Ad incombere sul Gargano, poi, vi è anche l’attività tettonica della costa dalmata che crea il rischio tsunami. In una relazione in inglese a cura dell’Ingv (Istituto Nazionale di Geofisica e Vulcanologia) intitolata “Identification of tsunami deposits and liquefaction features in the Gargano area (Italy)”, si legge che per definire meglio il rischio nella regione del Gargano è stata cercata la prova geologica dell’ondata del 1627 e di quelle precedenti, analizzando gli strati del terreno a Nord a Sud della zona di Lesina. In totale, sono stati individuati sei depositi potenziali di tsunami, probabilmente relativi a sei terremoti. La datazione col radiocarbonio di tre di questi depositi suggerisce un intervallo medio di ricorrenza di 1700 anni per gli eventi di tsunami sul litorale a nord del Gargano e di 1200 anni sul litorale di Manfredonia. Insomma, come ha scritto il giornalista del ‘Corriere della Sera’ Marco Brando, che ha riportato i precedenti dati, in quanto a tsunami “si può stare tranquilli almeno per un altro millennio”.

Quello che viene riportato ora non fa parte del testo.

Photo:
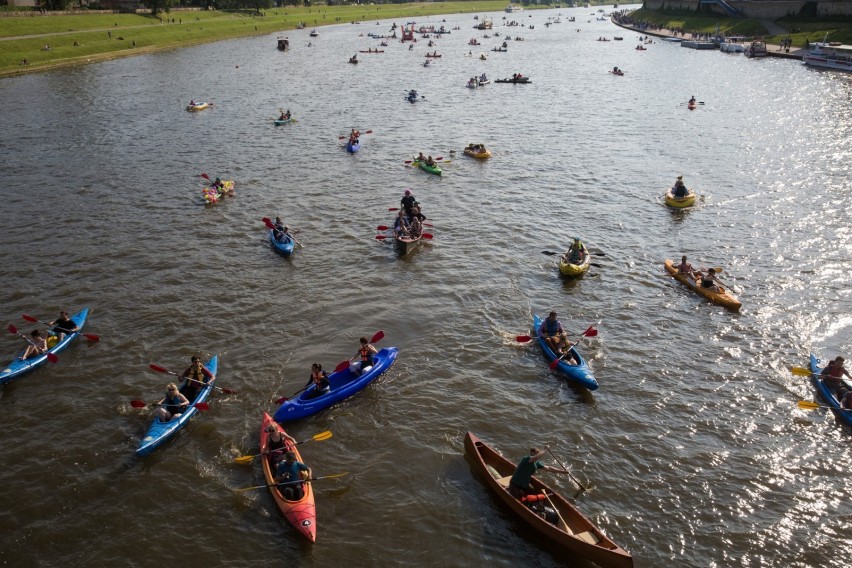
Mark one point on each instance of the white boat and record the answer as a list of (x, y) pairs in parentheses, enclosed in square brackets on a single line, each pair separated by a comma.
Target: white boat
[(832, 55), (757, 48)]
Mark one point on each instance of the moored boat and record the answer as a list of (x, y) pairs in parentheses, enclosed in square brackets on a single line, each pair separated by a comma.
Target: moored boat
[(343, 385), (20, 366), (302, 514), (579, 374), (723, 297), (286, 248), (826, 394), (570, 529), (687, 200), (160, 432)]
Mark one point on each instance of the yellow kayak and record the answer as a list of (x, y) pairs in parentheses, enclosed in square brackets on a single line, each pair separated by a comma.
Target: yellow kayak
[(722, 297), (680, 202), (574, 270)]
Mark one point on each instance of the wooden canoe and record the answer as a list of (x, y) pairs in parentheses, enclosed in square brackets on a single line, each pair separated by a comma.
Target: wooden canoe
[(302, 514), (723, 297), (573, 532)]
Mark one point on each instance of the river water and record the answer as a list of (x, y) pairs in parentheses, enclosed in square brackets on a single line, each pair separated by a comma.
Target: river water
[(693, 443)]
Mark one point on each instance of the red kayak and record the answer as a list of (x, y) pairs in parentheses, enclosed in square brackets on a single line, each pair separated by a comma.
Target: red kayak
[(302, 514)]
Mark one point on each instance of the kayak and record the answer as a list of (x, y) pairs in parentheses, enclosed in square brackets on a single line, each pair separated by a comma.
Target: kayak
[(579, 374), (680, 202), (302, 514), (565, 526), (827, 395), (574, 270), (343, 385), (20, 366), (436, 169), (285, 248), (478, 154), (723, 297), (159, 432)]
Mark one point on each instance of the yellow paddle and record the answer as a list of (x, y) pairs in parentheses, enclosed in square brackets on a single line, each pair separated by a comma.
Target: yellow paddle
[(318, 437)]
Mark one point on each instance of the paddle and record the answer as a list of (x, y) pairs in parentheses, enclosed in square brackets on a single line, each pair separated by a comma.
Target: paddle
[(318, 437), (50, 356), (292, 482), (89, 336), (342, 366), (807, 405), (346, 136), (571, 475), (143, 404), (160, 369), (270, 225)]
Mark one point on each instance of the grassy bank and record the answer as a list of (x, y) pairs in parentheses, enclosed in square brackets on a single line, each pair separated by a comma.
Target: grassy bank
[(76, 39), (799, 29)]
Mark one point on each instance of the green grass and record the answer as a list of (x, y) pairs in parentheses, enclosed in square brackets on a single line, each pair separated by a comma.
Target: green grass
[(91, 31)]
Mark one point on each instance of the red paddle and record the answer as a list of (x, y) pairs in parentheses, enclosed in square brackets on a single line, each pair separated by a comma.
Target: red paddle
[(89, 336), (50, 356), (160, 369), (143, 404)]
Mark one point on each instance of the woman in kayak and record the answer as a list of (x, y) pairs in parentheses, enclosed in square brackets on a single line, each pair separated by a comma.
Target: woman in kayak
[(37, 345), (365, 352), (320, 379), (172, 405)]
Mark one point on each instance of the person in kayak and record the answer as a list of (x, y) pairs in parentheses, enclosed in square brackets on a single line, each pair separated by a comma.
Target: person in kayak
[(552, 332), (63, 325), (320, 379), (288, 475), (519, 485), (576, 253), (36, 345), (407, 202), (196, 377), (365, 353), (832, 376), (679, 189), (172, 405), (277, 443)]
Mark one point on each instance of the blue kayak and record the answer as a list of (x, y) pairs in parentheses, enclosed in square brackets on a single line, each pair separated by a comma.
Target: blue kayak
[(285, 248), (343, 385), (20, 366), (580, 374), (159, 432), (827, 395)]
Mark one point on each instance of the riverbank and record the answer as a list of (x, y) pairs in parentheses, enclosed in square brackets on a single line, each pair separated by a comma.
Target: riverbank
[(31, 44)]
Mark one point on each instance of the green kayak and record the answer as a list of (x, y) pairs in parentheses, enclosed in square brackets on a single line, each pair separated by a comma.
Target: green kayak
[(427, 168)]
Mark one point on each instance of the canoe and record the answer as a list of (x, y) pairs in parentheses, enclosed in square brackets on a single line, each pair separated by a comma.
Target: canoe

Il terribile terremoto di Durazzo ci ha, però, ricordato quanto piccolo ed impotente possa essere l’uomo dinanzi alla forza della natura e di quanto ‘ballerina’ sia la nostra terra, specialmente quando si è a ridosso di una placca. E se è vero, come dicevamo, che i sismi sono imprevedibili, è anche vero che gli effetti catastrofici a cui assistiamo devono indurci a non farci trovare impreparati, cercando di ridurre al minimo la vulnerabilità degli edifici esistenti o progettandone di nuovi a norma.

Dopotutto, come afferma l’architetto giapponese Shigeru Ban: “Le persone non vengono uccise tanto dai terremoti, quanto dagli edifici crollati”.